La vie est un délice au Portugal, dans cette oliveraie majestueuse. Après quelques jours pleine de courbatures, je passe désormais la journée à cueillir les olives avec aisance et plaisir. Il fait beau, mais pas chaud au point de travailler en t-shirt. Nous arrivons au bout, la récolte sera terminée ce soir. La pression des olives a commencé, c’est un travail impressionnant.

Nous faisons la pause de midi avec un petit groupe de gens de même affinités. Il y a nous quatre, Bruno et Laurence, Amy, une Américaine, et Kevin, un Australien. Nous mélangeons alllègrement les langues, et tout le monde se comprend. L’ambiance est très joyeuse. Je ne sais plus comment la conversation y arrive , mais nous parlons d’argent et du Jeu. Un jeu d’argent, en ligne depuis plusieurs années. Un concept amusant qui permet de redistribuer équitablement des fonds tout en jouant et en grimpant dans des niveaux.

— Comment il a démarré, ce jeu? demande Amy.
C’est le dada d’Ana, elle est intarrissable sur le sujet.
— Tu as connu des cercles d’abondance? 
— Non.
— Alors je vais y venir, mais encore avant les cercles d’abondance, il y a eu le jeu de l’avion. On entrait dans le jeu comme passager en payant une somme au pilote en place. Sous le pilote, il y avait deux co-pilotes, quatre stewards et les passagers. Pour être pilote et s’envoler, ce dernier devrait avoir un équipage complet, c’est-à-dire les huit passagers qui payaient leur place. Il y avait des avions à 100 francs, d’autres à 1000 francs, certains ont même joué très gros, il y avait des avions de luxe à 10’000 francs la place. Fais le compte, le pilote touchait dans ce cas 80’000 francs et sortait du jeu. Les co-pilotes devenaitent pilotes en attente d’un équipage complet, etc… 
— Oui, un système pyramidal? Illégal, non?
— Oui, on a dit aussi un scam à la Madoff qui a utilisé cette idée plus tard, mais si tu regardes bien, le système monétaire et le système en général fonctionne comme ça. Il y a des hiérarchies partout. Le jeu de l’avion a démarré très fort, et ça a bien marché pendant un temps.

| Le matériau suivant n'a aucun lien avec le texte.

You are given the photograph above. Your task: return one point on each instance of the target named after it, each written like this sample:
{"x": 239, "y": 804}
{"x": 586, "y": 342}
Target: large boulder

Idéalement, il aurait fallu obliger les pilotes à reprendre au moins une place de passager dans un autre avion. Certains l’ont fait, mais malgré tout, le mouvement s’est vite essoufflé. Et puis on s’est rendu compte que c’était illégal quand on se rencontrait dans des lieux publics pour échanger l’argent, bref, ce fut un échec cuisant. Nous n’avions pas encore un esprit collectif comme maintenant, mais ça nous démangeait, je pense que c’est pour ça que ça attirait quand même pas mal de monde. L’idée était belle, il y avait beaucooup de gens qui y croyaient: la solidarité, l’entraide jouer le jeu jusqu’au bout. C’est rigolo, d’ailleurs, parce que quand c’est des privés qui utilisent un système pyramidal, c’est illégal, mais quand c’est les banques, on ne voit pas le problème. Bref… Si on observe bien, ce système n’a rien de mauvais en soi, si tout le monde joue le jeu honnnêtement. Tout est bien allé dans l’économie tant qu’il y avait une éthique. Quand les emplois étaient bien rémunérés, quand l’argent était mieux réparti, il existait une énorme classe moyenne plutôt aisée, consommatrice et créatrice d’emploi du genre babysitters, femmes de ménage, etc. Et puis les riches ont eu besoin de plus d’argent, tout a été aspiré vers le haut et la classe moyenne s’est scindée, une partie vers le haut, une autre vers le bas. Des riches plus nombreux et plus riches, des pauvres plus nombreux et plus pauvres, et plus de classe moyenne. Et puis les choses se sont salement gâtées. En fait, le jeu de l’avion a démontré cela de façon flagrante: les pilotes n’ont pas rejoué le jeu, n’ont pas remis de l’argent à la base, et le jeu a foiré. Dans la société, les riches ont confisqué l’argent, ne l’ont plus redonné à la classe moyenne qui a disparu. 
— Ah oui, tiens, je n’avais envisagé les choses ainsi, dit Kevin. C’est parfaitement exact. 
— Il faut croire que le besoin et l’envie de partager étaient forts, parce que l’idée a réémergé. Cette fois, sous forme de cercles. On entrait dans le cercle avec une somme d’argent, il fallait trouver deux personnes et non plus huit. Un parrain, deux filleuls et c’est le filleul du filleul qui faisait gagner le parrain. 
— Comment ça?
— En fait, c’était toujours pyramidal, mais la hiérarchie était réduite. Dans l’avion, c’est la troisième génération qui te faisait gagner des sous comme pilote. Dans les cercles, deux générations seulement. C’était plus direct. On a même créé des cercles où il n’y avait pas d’obligation de trouver des filleuls, on attendait qu’il entrent, attirés par le bouche à oreille. Un bel idéalisme appliqué. Dans ces cercles-là, il y a en qui attendent toujours… Là encore, le facteur humain non évolué l’a emporté. Encore trop d’ego collectivement, même si beaucoup d’entre nous ont joué le jeu à fond et remis leur argent en jeu. Les gens voulaient surtout gagner, sans voir que dans un tel système, on ne «gagne» rien, on redistribue, on fait circuler. 
— Mais ça s’arrête forcément un jour, dit Bruno.
— Non pourquoi?
— Ben…
— Les gens qui travaillent gagnent de l’argent tous les mois. Tous les mois, ils le dépensent. Il vient d’où, l’argent?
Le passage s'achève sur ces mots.